Borrowing costs have been inching up for weeks, threatening to dampen the spring homebuying season.
Mortgage rates continued to climb this week, with the 30-year loan averaging 6.73%, Freddie Mac reports. Rates began climbing more than a month ago and are now prompting concerns that they could again head back above 7%. Still, economists are largely forecasting rates to trend downward in 2023, even if there are some blips ahead.
For now, “rates may rise further in subsequent weeks, depending on how strong other economic data is,” says Nadia Evangelou, senior economist and director of real estate research at the National Association of REALTORS®. “Jobs and inflation reports, coming soon, are two of the main drivers of today’s mortgage market.”
Also, the Federal Reserve is due to meet later this month to decide whether to continue raising its short-term rate. Mortgage rates are continuing “their upward trajectory as the Federal Reserve signals a more aggressive stance on monetary policy,” says Sam Khater, Freddie Mac’s chief economist. “Overall, consumers are spending in sectors that are not interest rate-sensitive, such as travel and dining out. However, rate-sensitive sectors, such as housing, continue to be adversely affected. As a result, would-be home buyers continue to face the compounding challenges of affordability and low inventory.”
The Fed’s benchmark rate may influence mortgage rates, but it does not have a direct impact on them.
Some buyers may be nervous about mixed economic news, which could dampen the market just as the spring homebuying kicks off. “There is certainly not a one-size-fits-all answer” to when it’s the best time to buy a home, Evangelou says. “Rates are significantly higher than the previous year, but they are still considered historically low.” Plus, if inflation eases faster than expected, mortgage rates could decrease to the low 6% range in the upcoming weeks, she adds.
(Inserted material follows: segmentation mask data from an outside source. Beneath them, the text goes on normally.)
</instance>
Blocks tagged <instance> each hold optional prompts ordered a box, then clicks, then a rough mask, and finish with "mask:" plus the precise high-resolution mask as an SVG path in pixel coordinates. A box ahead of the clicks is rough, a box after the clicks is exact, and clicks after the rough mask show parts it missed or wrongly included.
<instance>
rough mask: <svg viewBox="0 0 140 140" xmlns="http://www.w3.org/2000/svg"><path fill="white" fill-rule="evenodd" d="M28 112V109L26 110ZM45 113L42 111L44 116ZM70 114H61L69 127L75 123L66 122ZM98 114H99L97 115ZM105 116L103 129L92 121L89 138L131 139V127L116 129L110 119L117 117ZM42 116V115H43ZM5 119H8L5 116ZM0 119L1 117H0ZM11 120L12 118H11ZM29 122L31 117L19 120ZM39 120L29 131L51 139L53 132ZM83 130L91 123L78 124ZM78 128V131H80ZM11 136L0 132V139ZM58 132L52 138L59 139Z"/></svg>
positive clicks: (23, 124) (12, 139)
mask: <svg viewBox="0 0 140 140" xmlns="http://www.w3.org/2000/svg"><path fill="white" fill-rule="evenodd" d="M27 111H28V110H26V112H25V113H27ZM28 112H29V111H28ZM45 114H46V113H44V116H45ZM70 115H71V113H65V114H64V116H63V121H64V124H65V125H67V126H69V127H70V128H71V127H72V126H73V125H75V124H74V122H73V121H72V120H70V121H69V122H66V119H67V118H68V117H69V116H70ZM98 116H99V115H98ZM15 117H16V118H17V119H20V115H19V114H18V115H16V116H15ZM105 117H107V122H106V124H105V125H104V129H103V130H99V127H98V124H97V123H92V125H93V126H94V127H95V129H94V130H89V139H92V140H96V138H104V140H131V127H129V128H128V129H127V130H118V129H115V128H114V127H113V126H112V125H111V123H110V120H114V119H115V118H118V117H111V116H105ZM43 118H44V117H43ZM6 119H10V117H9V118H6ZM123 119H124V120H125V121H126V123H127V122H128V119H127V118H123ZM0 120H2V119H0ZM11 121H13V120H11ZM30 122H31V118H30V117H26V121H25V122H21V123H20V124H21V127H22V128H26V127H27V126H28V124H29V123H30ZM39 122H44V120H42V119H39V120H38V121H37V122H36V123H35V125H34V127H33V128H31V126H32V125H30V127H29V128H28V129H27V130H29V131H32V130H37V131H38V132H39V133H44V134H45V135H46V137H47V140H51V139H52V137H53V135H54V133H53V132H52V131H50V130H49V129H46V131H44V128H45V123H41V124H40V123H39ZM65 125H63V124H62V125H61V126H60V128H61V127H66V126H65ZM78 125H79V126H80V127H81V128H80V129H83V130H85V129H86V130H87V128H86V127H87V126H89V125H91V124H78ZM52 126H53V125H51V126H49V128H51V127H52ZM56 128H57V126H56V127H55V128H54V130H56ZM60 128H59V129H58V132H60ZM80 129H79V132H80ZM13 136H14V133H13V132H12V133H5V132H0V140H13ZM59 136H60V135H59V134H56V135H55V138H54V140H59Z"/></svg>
Meanwhile, buyer competition has cooled in recent months. “Sellers continue to be willing to negotiate, as there is still less competition in the market than a year ago,” Evangelou says. “Inventory remains tight, but there are typically about 60% more new listings during March and August than the rest of the year.”
Freddie Mac reports the following national averages in mortgage rates for the week ending March 9:
- 30-year fixed-rate mortgages: averaged 6.73%, rising from last week’s 6.65% average. A year ago, 30-year rates averaged 3.85%.
- 15-year fixed-rate mortgages: averaged 5.95%, also rising compared to last week’s 5.89% average. A year ago, 15-year rates averaged 3.09%.